Les expéditions se sont poursuivies malgré les reports de paiement

L’Égypte compte sur les céréales russes pour renforcer ses réserves

LE CAIRE, 25 mai (Reuters) – L’Egypte a différé le paiement de ses gros achats de blé, parfois de plusieurs mois, selon un responsable gouvernemental et des négociants, alors que le pays est aux prises avec une pénurie de devises fortes.

L’Égypte est l’un des plus grands importateurs de blé au monde et utilise les achats pour fabriquer du pain fortement subventionné, un avantage politiquement sensible accessible à des dizaines de millions de personnes.

La plupart des cargaisons à paiement différé ont été expédiées et déchargées sans interruption jusqu’à présent et les réserves de blé de l’État égyptien utilisées pour fabriquer du pain subventionné n’ont pas été affectées.

Suite à la guerre en Ukraine, l’Égypte dépend désormais principalement de la Russie pour son blé.

Le ministre égyptien de l’approvisionnement a déclaré à Reuters que l’acheteur de céréales de l’État du pays avait reporté l’ouverture de lettres de crédit pour payer les importations de blé afin d’atténuer les pressions financières causées par une pénurie de devises étrangères.

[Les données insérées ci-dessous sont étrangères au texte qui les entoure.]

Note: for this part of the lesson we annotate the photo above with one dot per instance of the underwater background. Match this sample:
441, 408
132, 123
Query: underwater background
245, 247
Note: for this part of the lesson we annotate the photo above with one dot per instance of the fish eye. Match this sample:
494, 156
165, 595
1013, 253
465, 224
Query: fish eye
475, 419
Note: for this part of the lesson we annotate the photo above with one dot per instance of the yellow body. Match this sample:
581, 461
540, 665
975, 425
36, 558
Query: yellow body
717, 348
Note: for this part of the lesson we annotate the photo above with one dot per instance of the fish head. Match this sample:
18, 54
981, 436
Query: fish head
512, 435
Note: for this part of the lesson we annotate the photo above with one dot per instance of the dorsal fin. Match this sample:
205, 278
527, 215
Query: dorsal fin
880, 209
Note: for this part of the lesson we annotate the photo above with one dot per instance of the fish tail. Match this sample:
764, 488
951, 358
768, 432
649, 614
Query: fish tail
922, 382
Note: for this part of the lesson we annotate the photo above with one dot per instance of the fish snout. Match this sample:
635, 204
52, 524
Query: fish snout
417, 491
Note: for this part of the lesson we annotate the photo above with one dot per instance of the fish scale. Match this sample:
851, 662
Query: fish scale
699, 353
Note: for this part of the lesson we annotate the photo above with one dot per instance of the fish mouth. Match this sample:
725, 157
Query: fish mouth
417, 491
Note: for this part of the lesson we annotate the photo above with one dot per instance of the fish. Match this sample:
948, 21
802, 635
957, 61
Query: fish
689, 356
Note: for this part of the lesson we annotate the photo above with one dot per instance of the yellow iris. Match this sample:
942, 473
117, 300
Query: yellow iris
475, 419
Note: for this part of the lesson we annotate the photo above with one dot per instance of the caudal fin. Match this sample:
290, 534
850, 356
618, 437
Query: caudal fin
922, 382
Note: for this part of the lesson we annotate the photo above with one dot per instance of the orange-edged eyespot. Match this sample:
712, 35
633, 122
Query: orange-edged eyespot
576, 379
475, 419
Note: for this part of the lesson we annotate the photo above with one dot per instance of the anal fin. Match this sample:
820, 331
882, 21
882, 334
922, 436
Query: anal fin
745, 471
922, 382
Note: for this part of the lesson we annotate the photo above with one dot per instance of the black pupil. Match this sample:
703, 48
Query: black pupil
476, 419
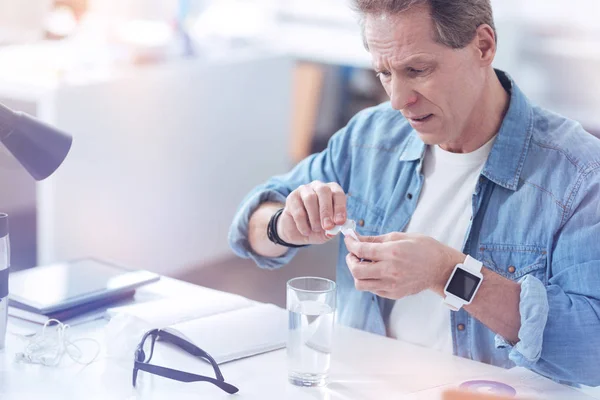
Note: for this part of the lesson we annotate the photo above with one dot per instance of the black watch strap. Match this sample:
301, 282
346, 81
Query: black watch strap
272, 232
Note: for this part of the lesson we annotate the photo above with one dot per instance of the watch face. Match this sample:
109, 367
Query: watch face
463, 284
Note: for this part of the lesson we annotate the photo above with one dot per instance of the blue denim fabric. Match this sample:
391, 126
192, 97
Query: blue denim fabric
536, 208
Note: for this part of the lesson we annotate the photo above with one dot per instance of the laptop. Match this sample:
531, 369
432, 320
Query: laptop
62, 286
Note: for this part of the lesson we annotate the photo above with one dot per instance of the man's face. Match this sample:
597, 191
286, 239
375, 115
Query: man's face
434, 86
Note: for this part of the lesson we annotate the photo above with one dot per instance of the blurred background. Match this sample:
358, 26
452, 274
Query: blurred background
179, 107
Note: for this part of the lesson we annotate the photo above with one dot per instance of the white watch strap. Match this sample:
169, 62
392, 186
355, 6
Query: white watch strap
453, 302
472, 265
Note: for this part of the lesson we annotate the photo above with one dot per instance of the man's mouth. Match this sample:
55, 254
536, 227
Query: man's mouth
422, 118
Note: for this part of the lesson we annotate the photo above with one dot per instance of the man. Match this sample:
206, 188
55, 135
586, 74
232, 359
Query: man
465, 194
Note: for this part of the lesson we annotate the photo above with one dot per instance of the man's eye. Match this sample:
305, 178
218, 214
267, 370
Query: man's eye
416, 71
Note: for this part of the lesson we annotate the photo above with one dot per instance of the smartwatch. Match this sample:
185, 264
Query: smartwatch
463, 284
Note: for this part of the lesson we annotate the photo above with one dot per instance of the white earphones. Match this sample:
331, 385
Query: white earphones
48, 348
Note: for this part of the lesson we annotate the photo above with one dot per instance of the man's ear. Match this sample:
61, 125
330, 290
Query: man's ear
485, 42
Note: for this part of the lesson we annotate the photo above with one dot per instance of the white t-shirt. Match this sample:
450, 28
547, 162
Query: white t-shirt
443, 212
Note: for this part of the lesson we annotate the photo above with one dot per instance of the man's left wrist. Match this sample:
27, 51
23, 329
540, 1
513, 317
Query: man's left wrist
454, 257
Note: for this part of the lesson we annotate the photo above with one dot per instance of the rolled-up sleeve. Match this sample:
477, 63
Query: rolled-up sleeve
331, 165
560, 322
534, 308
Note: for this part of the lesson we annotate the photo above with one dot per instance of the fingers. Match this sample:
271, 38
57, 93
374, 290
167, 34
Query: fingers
310, 201
339, 203
388, 237
317, 206
363, 270
367, 250
325, 211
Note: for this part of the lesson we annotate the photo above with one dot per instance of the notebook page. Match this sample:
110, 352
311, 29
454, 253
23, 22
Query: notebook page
239, 333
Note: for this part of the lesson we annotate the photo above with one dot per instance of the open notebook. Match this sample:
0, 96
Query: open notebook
226, 327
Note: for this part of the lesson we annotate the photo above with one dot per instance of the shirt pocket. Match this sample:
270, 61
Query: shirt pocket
514, 261
368, 217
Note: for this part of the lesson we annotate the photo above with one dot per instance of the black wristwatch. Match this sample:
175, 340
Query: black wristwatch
272, 232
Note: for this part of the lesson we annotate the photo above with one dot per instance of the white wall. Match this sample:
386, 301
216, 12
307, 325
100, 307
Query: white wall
161, 160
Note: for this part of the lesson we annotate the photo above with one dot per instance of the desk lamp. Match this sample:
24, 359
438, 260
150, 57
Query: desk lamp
39, 148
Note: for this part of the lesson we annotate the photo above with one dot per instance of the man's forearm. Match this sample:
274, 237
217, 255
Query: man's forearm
496, 304
257, 231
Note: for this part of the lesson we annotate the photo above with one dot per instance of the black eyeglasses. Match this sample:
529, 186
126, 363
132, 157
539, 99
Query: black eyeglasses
142, 361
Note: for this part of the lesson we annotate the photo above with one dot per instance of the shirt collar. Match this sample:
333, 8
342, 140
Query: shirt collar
505, 162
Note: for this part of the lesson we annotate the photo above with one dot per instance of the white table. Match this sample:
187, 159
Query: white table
364, 366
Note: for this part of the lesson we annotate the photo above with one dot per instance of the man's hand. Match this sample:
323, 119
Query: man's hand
309, 211
400, 264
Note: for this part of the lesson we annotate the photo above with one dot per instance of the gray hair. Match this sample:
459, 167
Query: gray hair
455, 21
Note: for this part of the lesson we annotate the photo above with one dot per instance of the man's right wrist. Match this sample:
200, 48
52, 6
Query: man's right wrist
273, 232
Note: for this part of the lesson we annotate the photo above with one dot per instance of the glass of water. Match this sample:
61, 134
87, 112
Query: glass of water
311, 310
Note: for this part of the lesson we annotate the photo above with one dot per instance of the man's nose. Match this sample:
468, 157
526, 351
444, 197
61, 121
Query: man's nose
402, 95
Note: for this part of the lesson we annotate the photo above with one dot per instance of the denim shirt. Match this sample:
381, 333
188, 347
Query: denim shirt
536, 221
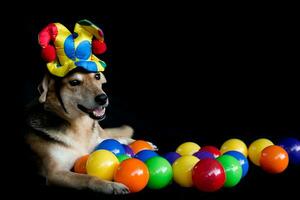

Quatre négociants en céréales ont déclaré à Reuters sous couvert d’anonymat que les retards de paiement pour le blé acheté par l’État – considéré comme un produit prioritaire – étaient sans précédent car ils s’étendaient sur des mois.

Les commerçants, qui ont demandé à ne pas être nommés en raison de la sensibilité de la question, ont déclaré que des problèmes étaient survenus avec des expéditions arrivées dès décembre dernier qui devaient être réglées à l’aide de lettres de crédit de 180 jours. Selon les lettres, un fournisseur reçoit généralement un paiement par l’intermédiaire de sa banque au moment de l’expédition, et le gouvernement dispose de 180 jours pour payer la banque du fournisseur.

Mais les négociants ont déclaré que les banques publiques égyptiennes, dont la Banque Misr, agissant au nom de la General Authority for Supply Commodities (GASC), n’ont ouvert ces lettres que des semaines ou des mois après leur expédition. L’un des commerçants a déclaré que depuis la semaine dernière, il attendait toujours le paiement d’une expédition effectuée au début de cette année.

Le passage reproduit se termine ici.